Annals of Oncology Advance Access originally published online on January 12, 2009
Annals of Oncology 2009 20(3):475-480; doi:10.1093/annonc/mdn658
| ||||||||||||||||||||||||||||||||||||||||||||||||||||||||||||||||||||||||
gastrointestinal tumors |
Weekly docetaxel, cisplatin, and irinotecan (TPC): results of a multicenter phase II trial in patients with metastatic esophagogastric cancer
1 Department of Medical Oncology, Dana-Farber Cancer Institute
2 Division of Hematology/Oncology
3 Biostatistics Center, Massachusetts General Hospital
4 Channing Laboratory, Brigham and Women's Hospital, Boston, MA, USA
* Correspondence to: Dr P. C. Enzinger, Dana-Farber Cancer Institute, 44 Binney Street, Boston, MA 02115, USA. Tel: +1 (617) 632-6855; Fax: +1 (617) 632-5370; E-mail: peter_enzinger{at}dfci.harvard.edu
Background: Recent studies have examined the addition of docetaxel to fluorouracil and cisplatin in advanced esophagogastric cancer.
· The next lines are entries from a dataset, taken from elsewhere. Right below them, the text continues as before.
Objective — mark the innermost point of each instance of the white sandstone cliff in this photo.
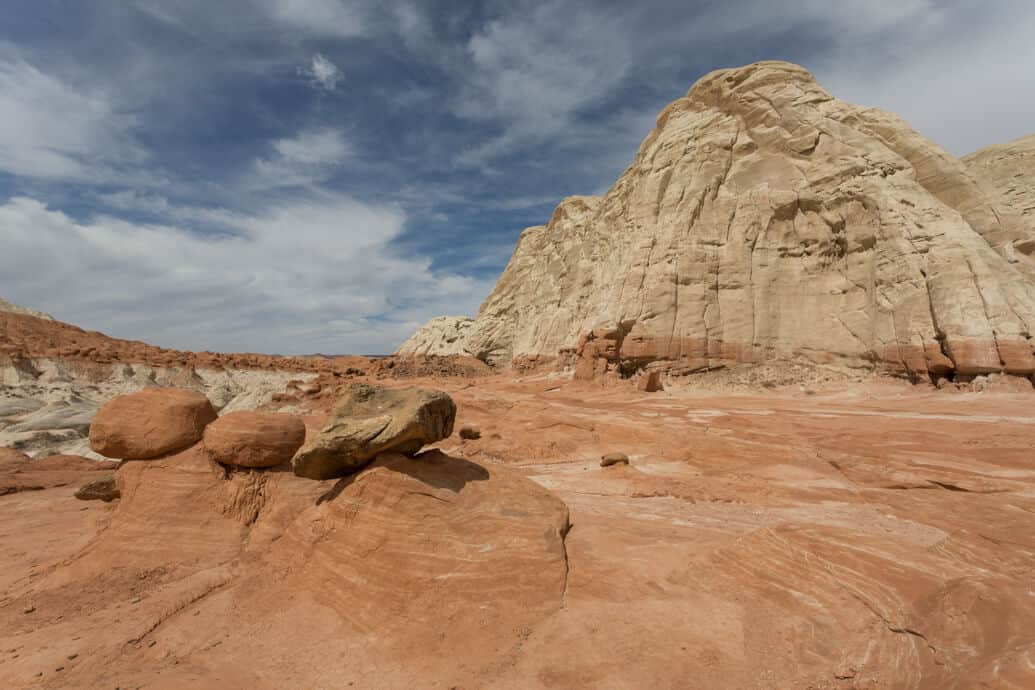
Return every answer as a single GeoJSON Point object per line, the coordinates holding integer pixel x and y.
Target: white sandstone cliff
{"type": "Point", "coordinates": [763, 218]}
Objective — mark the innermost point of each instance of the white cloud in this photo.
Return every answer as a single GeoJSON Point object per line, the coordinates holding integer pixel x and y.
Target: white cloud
{"type": "Point", "coordinates": [52, 129]}
{"type": "Point", "coordinates": [322, 73]}
{"type": "Point", "coordinates": [965, 87]}
{"type": "Point", "coordinates": [302, 160]}
{"type": "Point", "coordinates": [331, 18]}
{"type": "Point", "coordinates": [532, 70]}
{"type": "Point", "coordinates": [313, 275]}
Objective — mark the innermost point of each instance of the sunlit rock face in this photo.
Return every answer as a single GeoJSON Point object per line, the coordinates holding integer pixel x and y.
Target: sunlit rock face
{"type": "Point", "coordinates": [764, 218]}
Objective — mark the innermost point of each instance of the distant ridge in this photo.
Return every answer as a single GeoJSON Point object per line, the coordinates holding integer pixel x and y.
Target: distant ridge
{"type": "Point", "coordinates": [13, 308]}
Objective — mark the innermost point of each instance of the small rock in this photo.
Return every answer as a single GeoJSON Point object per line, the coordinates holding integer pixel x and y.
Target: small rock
{"type": "Point", "coordinates": [105, 489]}
{"type": "Point", "coordinates": [367, 421]}
{"type": "Point", "coordinates": [254, 439]}
{"type": "Point", "coordinates": [470, 432]}
{"type": "Point", "coordinates": [650, 382]}
{"type": "Point", "coordinates": [614, 458]}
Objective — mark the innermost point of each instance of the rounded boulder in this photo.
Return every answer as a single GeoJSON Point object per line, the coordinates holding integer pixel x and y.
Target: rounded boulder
{"type": "Point", "coordinates": [150, 423]}
{"type": "Point", "coordinates": [254, 439]}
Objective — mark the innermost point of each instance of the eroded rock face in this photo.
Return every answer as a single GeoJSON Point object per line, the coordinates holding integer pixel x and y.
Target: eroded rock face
{"type": "Point", "coordinates": [150, 423]}
{"type": "Point", "coordinates": [763, 218]}
{"type": "Point", "coordinates": [13, 308]}
{"type": "Point", "coordinates": [367, 421]}
{"type": "Point", "coordinates": [254, 439]}
{"type": "Point", "coordinates": [443, 335]}
{"type": "Point", "coordinates": [1010, 169]}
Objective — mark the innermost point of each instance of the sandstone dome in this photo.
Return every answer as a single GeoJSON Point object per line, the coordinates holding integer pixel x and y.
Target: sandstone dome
{"type": "Point", "coordinates": [763, 218]}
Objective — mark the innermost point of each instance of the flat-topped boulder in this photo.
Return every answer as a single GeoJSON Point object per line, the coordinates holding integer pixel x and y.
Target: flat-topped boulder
{"type": "Point", "coordinates": [150, 423]}
{"type": "Point", "coordinates": [370, 420]}
{"type": "Point", "coordinates": [254, 439]}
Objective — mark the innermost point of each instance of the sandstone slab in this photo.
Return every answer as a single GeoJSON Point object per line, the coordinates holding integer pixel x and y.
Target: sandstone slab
{"type": "Point", "coordinates": [370, 420]}
{"type": "Point", "coordinates": [150, 423]}
{"type": "Point", "coordinates": [254, 439]}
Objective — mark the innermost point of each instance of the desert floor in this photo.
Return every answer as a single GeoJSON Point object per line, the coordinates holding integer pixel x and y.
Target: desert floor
{"type": "Point", "coordinates": [879, 536]}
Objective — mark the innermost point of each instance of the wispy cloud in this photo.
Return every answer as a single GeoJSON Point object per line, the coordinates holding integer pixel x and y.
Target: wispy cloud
{"type": "Point", "coordinates": [311, 274]}
{"type": "Point", "coordinates": [53, 129]}
{"type": "Point", "coordinates": [330, 18]}
{"type": "Point", "coordinates": [301, 160]}
{"type": "Point", "coordinates": [322, 73]}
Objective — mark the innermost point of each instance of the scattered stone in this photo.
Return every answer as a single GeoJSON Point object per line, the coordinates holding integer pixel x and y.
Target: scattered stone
{"type": "Point", "coordinates": [150, 423]}
{"type": "Point", "coordinates": [470, 432]}
{"type": "Point", "coordinates": [254, 439]}
{"type": "Point", "coordinates": [367, 421]}
{"type": "Point", "coordinates": [614, 458]}
{"type": "Point", "coordinates": [650, 382]}
{"type": "Point", "coordinates": [106, 489]}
Patients and methods: We carried out a phase I dose-escalation study of weekly docetaxel, cisplatin, and irinotecan (TPC), given on days 1 and 8 every 3 weeks, in patients with chemonaive solid tumors. Subsequently, we completed a multiinstitutional phase II study of TPC in patients with previously untreated, metastatic esophagogastric cancer.
Results: Thirty-nine patients were enrolled in the phase I trial; a weekly schedule of TPC was well tolerated. On that basis, docetaxel 30 mg/m2, cisplatin 25 mg/m2, and irinotecan 65 mg/m2 were selected for the phase II trial, where in the first 18 patients irinotecan 65 mg/m2 caused too much diarrhea and was reduced to 50 mg/m2. Among 56 eligible patients with previously untreated, metastatic esophagogastric cancer enrolled in the phase II trial, three complete and 27 partial responses were observed (overall response rate = 54%), and 15 patients (30%) had stable disease. Median progression-free survival was 7.1 months, and median survival was 11.9 months. At the final irinotecan dose of 50 mg/m2, grade 3 or higher toxicity included diarrhea (26%), neutropenia (21%), nausea (18%), fatigue (16%), anorexia (13%), and thrombosis/embolism (13%).
Conclusions: Weekly TPC is an active and well-tolerated regimen for patients with esophagogastric cancer.
Key words: chemotherapy, cisplatin, docetaxel, esophageal cancer, gastric cancer, irinotecan
Received for publication June 5, 2008. Revision received August 4, 2008. Accepted for publication September 3, 2008.